HackerOne unveils live agentic AI prompt injection tests
HackerOne has launched a testing service designed to determine whether prompt injection attacks against AI systems can lead to real-world data exposure or misuse of connected tools.
HackerOne has recorded a 540% year-on-year increase in validated prompt injection vulnerabilities reported on its platform. The launch reflects growing concern among security leaders about the gap between AI security testing in controlled settings and behaviour in live deployments.
Prompt injection involves manipulating inputs to change how a model responds. In enterprise environments, the risk increases when an AI system is connected to internal data sources, retrieval pipelines, or software tools that can act on a user's behalf. Attackers can use crafted prompts to override intended behaviour, extract restricted information, or trigger unexpected actions.
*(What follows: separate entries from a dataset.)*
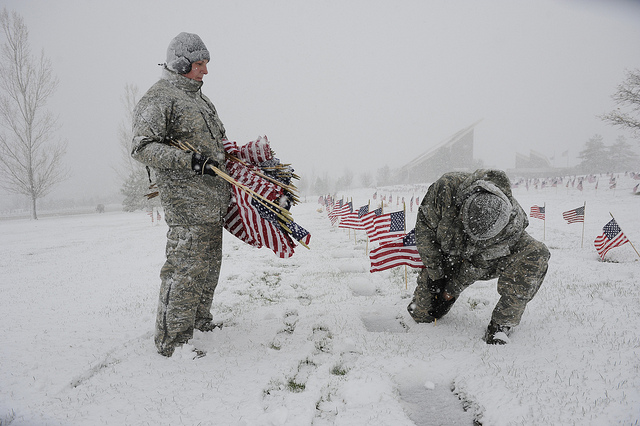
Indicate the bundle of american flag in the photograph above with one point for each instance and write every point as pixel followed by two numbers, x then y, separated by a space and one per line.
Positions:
pixel 262 194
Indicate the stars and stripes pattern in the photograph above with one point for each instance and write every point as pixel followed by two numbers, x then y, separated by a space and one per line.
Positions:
pixel 353 220
pixel 537 212
pixel 388 227
pixel 574 215
pixel 398 252
pixel 247 218
pixel 611 237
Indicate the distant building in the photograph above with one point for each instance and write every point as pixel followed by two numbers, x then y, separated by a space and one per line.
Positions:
pixel 453 154
pixel 534 165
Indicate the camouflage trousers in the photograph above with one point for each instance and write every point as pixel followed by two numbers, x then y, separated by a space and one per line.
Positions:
pixel 189 279
pixel 519 274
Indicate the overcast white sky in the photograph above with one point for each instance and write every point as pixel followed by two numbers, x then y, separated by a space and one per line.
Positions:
pixel 343 84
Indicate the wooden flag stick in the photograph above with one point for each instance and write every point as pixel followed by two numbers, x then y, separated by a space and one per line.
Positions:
pixel 584 219
pixel 634 247
pixel 282 213
pixel 404 209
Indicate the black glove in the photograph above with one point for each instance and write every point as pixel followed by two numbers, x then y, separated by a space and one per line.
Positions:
pixel 436 286
pixel 203 165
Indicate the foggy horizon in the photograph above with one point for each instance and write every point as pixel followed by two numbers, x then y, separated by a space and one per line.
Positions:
pixel 341 86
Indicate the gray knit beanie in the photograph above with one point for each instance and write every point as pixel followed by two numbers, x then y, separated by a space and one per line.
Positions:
pixel 485 214
pixel 185 49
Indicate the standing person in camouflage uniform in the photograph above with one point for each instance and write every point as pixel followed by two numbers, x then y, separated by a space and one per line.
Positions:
pixel 470 228
pixel 194 199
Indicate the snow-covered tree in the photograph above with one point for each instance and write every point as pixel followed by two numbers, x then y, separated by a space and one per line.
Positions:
pixel 133 174
pixel 627 98
pixel 30 154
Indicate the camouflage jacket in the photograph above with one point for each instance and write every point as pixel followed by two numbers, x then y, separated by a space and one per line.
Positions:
pixel 440 237
pixel 174 108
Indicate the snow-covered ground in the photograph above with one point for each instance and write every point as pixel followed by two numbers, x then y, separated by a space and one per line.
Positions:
pixel 315 339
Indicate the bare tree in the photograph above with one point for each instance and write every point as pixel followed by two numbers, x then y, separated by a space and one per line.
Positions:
pixel 127 164
pixel 30 158
pixel 627 97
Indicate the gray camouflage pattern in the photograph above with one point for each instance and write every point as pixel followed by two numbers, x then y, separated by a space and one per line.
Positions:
pixel 513 256
pixel 189 279
pixel 174 109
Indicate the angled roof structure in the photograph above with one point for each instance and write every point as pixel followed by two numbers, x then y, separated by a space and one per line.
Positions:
pixel 453 153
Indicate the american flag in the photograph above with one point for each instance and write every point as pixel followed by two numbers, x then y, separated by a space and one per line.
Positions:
pixel 388 227
pixel 401 251
pixel 367 220
pixel 337 213
pixel 353 220
pixel 252 223
pixel 249 219
pixel 575 215
pixel 612 236
pixel 537 212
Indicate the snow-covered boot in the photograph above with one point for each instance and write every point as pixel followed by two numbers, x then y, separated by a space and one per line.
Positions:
pixel 207 325
pixel 497 334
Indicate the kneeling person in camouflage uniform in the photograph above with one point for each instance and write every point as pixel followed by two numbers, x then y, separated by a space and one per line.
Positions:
pixel 470 228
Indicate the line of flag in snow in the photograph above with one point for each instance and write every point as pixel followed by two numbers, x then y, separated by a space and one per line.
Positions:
pixel 396 247
pixel 611 237
pixel 577 182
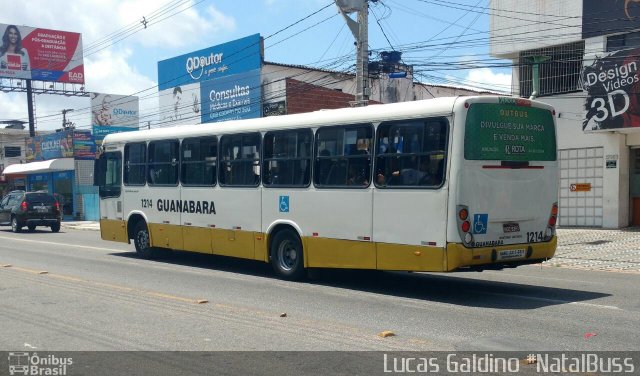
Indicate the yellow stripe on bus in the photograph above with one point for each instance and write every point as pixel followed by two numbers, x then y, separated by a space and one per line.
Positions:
pixel 321 252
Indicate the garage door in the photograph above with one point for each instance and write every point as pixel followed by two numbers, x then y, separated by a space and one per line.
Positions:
pixel 581 187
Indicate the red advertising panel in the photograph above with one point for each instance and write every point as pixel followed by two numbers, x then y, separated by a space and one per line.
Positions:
pixel 41 54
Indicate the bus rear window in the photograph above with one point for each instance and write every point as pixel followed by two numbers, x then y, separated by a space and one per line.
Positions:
pixel 505 132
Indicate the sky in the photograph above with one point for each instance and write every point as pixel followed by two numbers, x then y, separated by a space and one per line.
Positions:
pixel 445 41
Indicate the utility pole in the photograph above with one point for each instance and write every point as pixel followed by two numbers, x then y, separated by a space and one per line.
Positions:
pixel 360 31
pixel 32 121
pixel 66 124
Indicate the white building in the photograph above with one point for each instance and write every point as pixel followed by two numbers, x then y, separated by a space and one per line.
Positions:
pixel 585 51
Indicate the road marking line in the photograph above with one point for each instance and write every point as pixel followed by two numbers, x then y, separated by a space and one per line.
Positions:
pixel 557 301
pixel 111 286
pixel 597 306
pixel 64 244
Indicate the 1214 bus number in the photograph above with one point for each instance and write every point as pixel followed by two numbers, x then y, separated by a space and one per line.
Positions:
pixel 533 237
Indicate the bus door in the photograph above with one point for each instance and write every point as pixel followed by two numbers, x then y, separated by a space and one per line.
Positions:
pixel 337 215
pixel 410 200
pixel 161 198
pixel 239 203
pixel 108 178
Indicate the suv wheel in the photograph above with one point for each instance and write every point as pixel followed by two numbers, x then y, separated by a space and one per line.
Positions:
pixel 142 241
pixel 15 226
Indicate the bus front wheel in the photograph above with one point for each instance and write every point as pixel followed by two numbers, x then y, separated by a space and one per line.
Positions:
pixel 286 255
pixel 142 241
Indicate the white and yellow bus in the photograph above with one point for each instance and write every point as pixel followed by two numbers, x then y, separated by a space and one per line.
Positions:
pixel 437 185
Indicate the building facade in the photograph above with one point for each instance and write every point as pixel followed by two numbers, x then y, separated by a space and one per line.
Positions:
pixel 580 56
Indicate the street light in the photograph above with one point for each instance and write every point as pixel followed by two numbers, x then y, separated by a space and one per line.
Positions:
pixel 66 124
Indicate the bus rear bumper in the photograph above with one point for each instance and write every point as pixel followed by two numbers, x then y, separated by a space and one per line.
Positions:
pixel 458 257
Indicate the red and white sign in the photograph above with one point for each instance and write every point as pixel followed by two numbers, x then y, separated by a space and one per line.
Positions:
pixel 41 54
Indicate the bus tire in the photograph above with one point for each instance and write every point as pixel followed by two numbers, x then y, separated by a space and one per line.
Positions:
pixel 142 241
pixel 286 255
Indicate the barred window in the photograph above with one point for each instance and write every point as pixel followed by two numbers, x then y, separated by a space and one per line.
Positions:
pixel 12 151
pixel 559 68
pixel 135 157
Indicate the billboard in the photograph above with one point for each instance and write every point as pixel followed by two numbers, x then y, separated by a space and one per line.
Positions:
pixel 50 146
pixel 186 83
pixel 75 144
pixel 112 113
pixel 41 54
pixel 231 97
pixel 612 85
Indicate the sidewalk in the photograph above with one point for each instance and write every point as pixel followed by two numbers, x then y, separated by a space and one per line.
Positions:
pixel 580 248
pixel 597 249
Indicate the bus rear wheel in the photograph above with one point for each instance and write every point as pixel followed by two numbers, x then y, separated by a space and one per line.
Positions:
pixel 286 255
pixel 142 241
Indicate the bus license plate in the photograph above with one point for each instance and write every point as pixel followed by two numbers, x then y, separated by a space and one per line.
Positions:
pixel 509 254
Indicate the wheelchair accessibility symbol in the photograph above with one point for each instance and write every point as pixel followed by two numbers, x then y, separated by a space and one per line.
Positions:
pixel 284 204
pixel 480 222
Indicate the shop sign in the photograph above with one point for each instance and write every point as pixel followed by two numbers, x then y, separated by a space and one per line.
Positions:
pixel 612 85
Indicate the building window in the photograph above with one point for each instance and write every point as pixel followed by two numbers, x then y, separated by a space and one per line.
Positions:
pixel 623 41
pixel 559 68
pixel 12 151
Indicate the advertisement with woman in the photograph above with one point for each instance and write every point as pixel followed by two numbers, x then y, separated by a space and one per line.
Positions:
pixel 41 54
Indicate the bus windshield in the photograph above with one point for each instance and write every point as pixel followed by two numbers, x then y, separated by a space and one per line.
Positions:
pixel 507 132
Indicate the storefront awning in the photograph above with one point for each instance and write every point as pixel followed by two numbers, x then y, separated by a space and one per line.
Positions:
pixel 52 165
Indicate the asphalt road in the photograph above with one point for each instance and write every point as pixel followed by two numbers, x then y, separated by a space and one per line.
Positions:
pixel 73 291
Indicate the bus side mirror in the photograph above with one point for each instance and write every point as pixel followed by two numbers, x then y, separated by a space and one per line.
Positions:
pixel 99 171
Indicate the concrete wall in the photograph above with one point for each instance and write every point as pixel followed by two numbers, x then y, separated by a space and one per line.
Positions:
pixel 518 25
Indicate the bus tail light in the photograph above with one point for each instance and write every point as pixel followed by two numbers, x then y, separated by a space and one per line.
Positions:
pixel 464 226
pixel 553 219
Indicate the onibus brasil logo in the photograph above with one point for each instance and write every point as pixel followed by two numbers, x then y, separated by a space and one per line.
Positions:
pixel 24 363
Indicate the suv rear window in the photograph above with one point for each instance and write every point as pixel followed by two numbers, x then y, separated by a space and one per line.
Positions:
pixel 44 198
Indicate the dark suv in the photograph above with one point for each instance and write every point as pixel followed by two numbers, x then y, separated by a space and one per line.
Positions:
pixel 30 209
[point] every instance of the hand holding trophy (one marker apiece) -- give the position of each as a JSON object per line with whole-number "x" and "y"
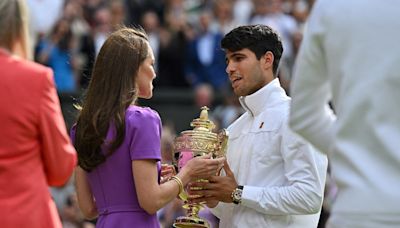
{"x": 200, "y": 141}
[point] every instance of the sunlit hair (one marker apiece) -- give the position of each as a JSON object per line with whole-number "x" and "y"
{"x": 14, "y": 34}
{"x": 257, "y": 38}
{"x": 111, "y": 90}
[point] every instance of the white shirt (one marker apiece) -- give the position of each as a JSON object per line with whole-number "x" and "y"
{"x": 283, "y": 177}
{"x": 350, "y": 55}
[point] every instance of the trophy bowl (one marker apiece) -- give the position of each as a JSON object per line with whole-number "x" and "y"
{"x": 192, "y": 143}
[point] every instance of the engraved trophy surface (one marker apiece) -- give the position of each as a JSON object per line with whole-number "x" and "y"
{"x": 192, "y": 143}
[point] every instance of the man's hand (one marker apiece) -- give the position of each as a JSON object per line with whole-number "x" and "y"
{"x": 216, "y": 189}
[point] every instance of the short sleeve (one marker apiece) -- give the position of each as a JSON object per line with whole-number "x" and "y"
{"x": 145, "y": 135}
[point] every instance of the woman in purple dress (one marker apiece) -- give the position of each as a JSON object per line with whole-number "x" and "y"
{"x": 118, "y": 143}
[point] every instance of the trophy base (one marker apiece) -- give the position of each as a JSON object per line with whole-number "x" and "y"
{"x": 188, "y": 222}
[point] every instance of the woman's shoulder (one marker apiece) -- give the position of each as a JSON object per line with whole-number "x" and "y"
{"x": 137, "y": 113}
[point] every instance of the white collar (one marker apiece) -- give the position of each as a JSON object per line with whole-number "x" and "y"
{"x": 269, "y": 95}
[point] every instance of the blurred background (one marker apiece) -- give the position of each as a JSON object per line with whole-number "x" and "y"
{"x": 185, "y": 36}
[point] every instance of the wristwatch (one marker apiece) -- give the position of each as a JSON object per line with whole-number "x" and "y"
{"x": 237, "y": 195}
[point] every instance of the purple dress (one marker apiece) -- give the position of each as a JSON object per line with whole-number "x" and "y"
{"x": 112, "y": 182}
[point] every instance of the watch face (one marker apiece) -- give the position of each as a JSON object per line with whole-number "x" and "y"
{"x": 237, "y": 196}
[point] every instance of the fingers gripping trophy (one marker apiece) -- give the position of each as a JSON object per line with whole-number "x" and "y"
{"x": 192, "y": 143}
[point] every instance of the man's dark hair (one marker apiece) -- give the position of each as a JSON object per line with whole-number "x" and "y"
{"x": 257, "y": 38}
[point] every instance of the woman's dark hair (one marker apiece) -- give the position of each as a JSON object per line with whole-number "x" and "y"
{"x": 257, "y": 38}
{"x": 111, "y": 90}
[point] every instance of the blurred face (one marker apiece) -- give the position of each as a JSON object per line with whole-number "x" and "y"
{"x": 246, "y": 73}
{"x": 146, "y": 75}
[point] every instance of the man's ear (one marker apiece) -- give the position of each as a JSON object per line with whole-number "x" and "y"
{"x": 267, "y": 60}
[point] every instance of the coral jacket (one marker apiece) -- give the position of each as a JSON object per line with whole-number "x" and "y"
{"x": 35, "y": 150}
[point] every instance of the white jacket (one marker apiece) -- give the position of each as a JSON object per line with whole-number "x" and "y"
{"x": 283, "y": 177}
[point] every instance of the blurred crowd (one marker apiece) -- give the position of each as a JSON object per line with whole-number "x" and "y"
{"x": 185, "y": 36}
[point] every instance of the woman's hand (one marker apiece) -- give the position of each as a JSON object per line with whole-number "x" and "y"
{"x": 167, "y": 171}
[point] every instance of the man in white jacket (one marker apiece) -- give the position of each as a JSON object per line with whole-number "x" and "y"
{"x": 274, "y": 178}
{"x": 350, "y": 56}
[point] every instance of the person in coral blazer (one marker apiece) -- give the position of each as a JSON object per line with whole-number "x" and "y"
{"x": 35, "y": 150}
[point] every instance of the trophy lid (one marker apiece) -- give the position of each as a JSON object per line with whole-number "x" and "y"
{"x": 203, "y": 123}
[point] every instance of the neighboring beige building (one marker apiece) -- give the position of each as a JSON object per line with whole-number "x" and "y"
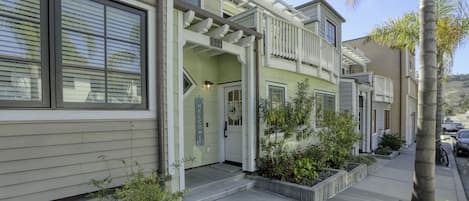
{"x": 399, "y": 66}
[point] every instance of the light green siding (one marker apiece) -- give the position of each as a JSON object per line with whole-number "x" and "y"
{"x": 48, "y": 160}
{"x": 218, "y": 69}
{"x": 290, "y": 79}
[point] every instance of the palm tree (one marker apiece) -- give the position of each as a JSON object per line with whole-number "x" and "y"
{"x": 441, "y": 27}
{"x": 452, "y": 27}
{"x": 424, "y": 173}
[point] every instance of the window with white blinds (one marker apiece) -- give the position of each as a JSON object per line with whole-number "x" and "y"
{"x": 97, "y": 51}
{"x": 21, "y": 65}
{"x": 102, "y": 50}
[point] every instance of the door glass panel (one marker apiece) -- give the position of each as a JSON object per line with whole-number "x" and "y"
{"x": 234, "y": 108}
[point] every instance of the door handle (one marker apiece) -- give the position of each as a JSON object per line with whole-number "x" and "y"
{"x": 225, "y": 129}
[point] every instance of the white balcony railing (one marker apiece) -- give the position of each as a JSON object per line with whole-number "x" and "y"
{"x": 383, "y": 89}
{"x": 302, "y": 47}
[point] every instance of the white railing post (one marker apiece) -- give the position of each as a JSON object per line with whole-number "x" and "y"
{"x": 320, "y": 58}
{"x": 299, "y": 49}
{"x": 268, "y": 40}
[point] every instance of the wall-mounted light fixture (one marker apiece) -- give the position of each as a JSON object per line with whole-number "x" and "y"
{"x": 208, "y": 84}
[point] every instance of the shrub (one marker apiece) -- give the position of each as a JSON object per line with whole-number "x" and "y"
{"x": 305, "y": 171}
{"x": 137, "y": 187}
{"x": 383, "y": 151}
{"x": 392, "y": 141}
{"x": 337, "y": 138}
{"x": 364, "y": 159}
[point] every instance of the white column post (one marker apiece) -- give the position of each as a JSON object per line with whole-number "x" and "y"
{"x": 251, "y": 108}
{"x": 299, "y": 49}
{"x": 268, "y": 40}
{"x": 170, "y": 85}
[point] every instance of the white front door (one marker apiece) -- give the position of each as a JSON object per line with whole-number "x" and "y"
{"x": 233, "y": 124}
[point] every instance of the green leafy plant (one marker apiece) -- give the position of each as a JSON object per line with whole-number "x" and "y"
{"x": 139, "y": 186}
{"x": 392, "y": 141}
{"x": 337, "y": 138}
{"x": 383, "y": 151}
{"x": 305, "y": 170}
{"x": 285, "y": 121}
{"x": 364, "y": 159}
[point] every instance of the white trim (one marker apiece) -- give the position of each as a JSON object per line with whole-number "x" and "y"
{"x": 251, "y": 113}
{"x": 276, "y": 84}
{"x": 56, "y": 115}
{"x": 182, "y": 180}
{"x": 170, "y": 85}
{"x": 221, "y": 115}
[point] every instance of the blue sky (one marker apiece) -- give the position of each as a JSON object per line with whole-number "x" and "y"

Many organisations have focused on defences that filter suspicious prompts at the user interface. Practitioners have also developed policies, guardrails, and model configuration controls. While these measures can reduce the chance a model follows harmful instructions, they do not always show whether an attacker can achieve an end-to-end outcome in production.
Live Exploit Evidence
The new service, called Agentic Prompt Injection Testing, forms part of HackerOne's AI Red Teaming and LLM Application Pentesting engagements.
The approach runs structured, multi-turn adversarial attacks against live large language model applications. The process tests whether prompt injection vulnerabilities can be exploited end to end, rather than stopping at a model response that appears unsafe in isolation.
Testing also covers indirect prompt injection scenarios that can arise through retrieval pipelines and tool workflows-cases where content retrieved from a data source, or introduced through another system, becomes part of a prompt. The service then checks whether those paths can expose real data or enable misuse of tools connected to the AI system.
HackerOne produces reproducible findings with severity assessments for security teams. The goal is to provide evidence that a deployed system can be exploited, rather than a description of theoretical risk.
Broader AI Rollouts
Enterprises are moving from AI experiments to deployments that connect models to internal documents, customer data, and operational systems. That shift changes the impact of a successful attack: a manipulated prompt may not only affect a chat response, but also influence how an AI agent queries internal repositories, drafts messages, creates tickets, or calls external services.
Security teams are also adapting established testing methods to AI applications. Traditional penetration testing and red teaming have focused on web applications, APIs, identity systems, and cloud configurations. AI introduces different failure modes and a new category of user interaction, where language can act as an interface for data access and actions.
HackerOne built the new capability based on work securing AI models and deployments for organisations including Anthropic, IBM, Snap, Adobe, and eBay. It positions the service as a blend of agentic exploit testing and expert-led adversarial testing from its community of security researchers.
Nidhi Aggarwal, chief product officer at HackerOne, described prompt injection as an emerging risk that changes how organisations should validate AI security.
"Prompt injection has quickly become a severe risk to deployed AI systems because it can transform a trusted application into an attack surface," Aggarwal said.
"Security teams can't rely on static controls or runtime filters alone. They need validated proof of whether an AI system can be exploited once it's connected to real data and tools. Agentic Prompt Injection Testing delivers that evidence, enabling organisations to identify confirmed exposure and reduce risk before it impacts the business," she said.
Cisco's Omar Santos, who works on AI security and co-chairs the project governing board of the Coalition for Secure AI, also commented on the announcement.
"AI is advancing at an unprecedented pace, and security must keep up," said Santos. "The future leading organisations will be defined not just by AI innovation, but by how well they secure it. Rigourous validation under adversarial conditions is becoming fundamental to building trustworthy AI systems and raising the bar for the industry."
Agentic Prompt Injection Testing now sits alongside HackerOne's existing AI-focused offerings, including AI red teaming and testing for applications built on large language models. The service extends its continuous exposure validation work to AI systems already in production.